Les recours possibles
- Réclamation amiable : contactez d'abord le professionnel par courrier recommandé pour exposer le problème et demander une solution. La plupart des litiges se résolvent à ce stade.
- Médiation : si le dialogue est rompu, saisissez un médiateur de la consommation (obligatoirement désigné par le professionnel depuis 2016).
- Contre-expertise : faites intervenir un expert indépendant pour documenter les désaccords. Son rapport pourra servir de base à une procédure judiciaire.
- Action en justice : en dernier recours, saisissez le tribunal judiciaire. L'assistance d'un avocat spécialisé en droit de la construction est recommandée.
Point important : conservez systématiquement tous les documents liés à votre installation (rapports d'expertise, devis, factures, échanges de courriers). Ces pièces constituent des preuves essentielles en cas de litige.

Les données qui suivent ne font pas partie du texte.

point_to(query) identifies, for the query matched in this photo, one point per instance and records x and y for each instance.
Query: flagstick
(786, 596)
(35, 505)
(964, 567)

Questions fréquentes sur l'expertise de chauffage
Le coût d'une expertise de chauffage varie entre 150 € et 500 € selon la complexité de l'installation et le professionnel sollicité. Un simple contrôle de chaudière coûte entre 80 € et 150 €, tandis qu'un audit thermique complet peut atteindre 300 € à 500 €. Les diagnostics obligatoires (DPE, diagnostic gaz) sont facturés entre 100 € et 250 €.
Trois types de professionnels peuvent réaliser cette expertise : un chauffagiste certifié RGE (Reconnu Garant de l'Environnement), un expert indépendant en bâtiment ou en énergie, ou un diagnostiqueur immobilier certifié. Pour une expertise approfondie avec propositions d'amélioration, le chauffagiste RGE est le plus recommandé.

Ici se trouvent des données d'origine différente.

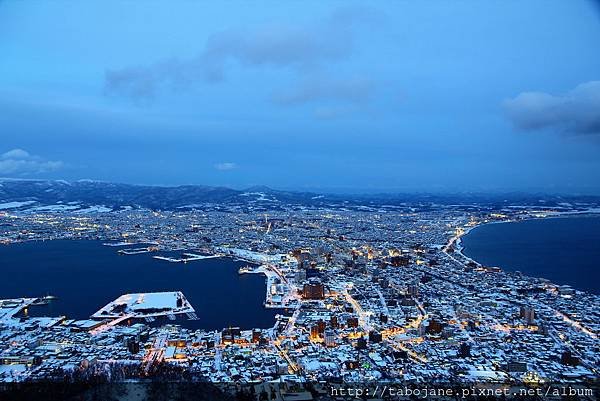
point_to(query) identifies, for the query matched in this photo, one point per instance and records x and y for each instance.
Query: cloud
(293, 46)
(225, 166)
(351, 90)
(576, 112)
(19, 162)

L'expertise complète n'est pas obligatoire en soi, mais certains diagnostics le sont : le DPE est obligatoire pour toute vente ou location, l'audit énergétique est requis pour les logements classés F ou G, et le diagnostic gaz est obligatoire pour les installations de plus de 15 ans lors d'une vente. L'entretien annuel de la chaudière est également une obligation légale.
L'entretien annuel obligatoire de la chaudière constitue un premier niveau de contrôle. Au-delà, une expertise approfondie est recommandée tous les 5 à 7 ans, ou dès qu'un signal d'alerte apparaît (hausse de consommation, bruits anormaux, zones froides). Pour les installations de plus de 15 ans, un audit complet est vivement conseillé.
Pour faciliter l'expertise, préparez les documents suivants : les factures d'entretien et de réparation des 5 dernières années, les notices techniques de vos appareils, les relevés de consommation énergétique sur 3 ans, le dernier DPE si disponible, les plans d'installation, et le certificat de ramonage le plus récent si vous avez un système à combustion.
Oui, plusieurs aides sont cumulables : MaPrimeRénov' (jusqu'à 10 000 € selon les travaux et les revenus), les Certificats d'Économies d'Énergie (CEE), l'éco-PTZ (prêt à taux zéro jusqu'à 50 000 €), la TVA réduite à 5,5 % et les subventions des collectivités locales. La condition principale est de faire appel à un artisan certifié RGE.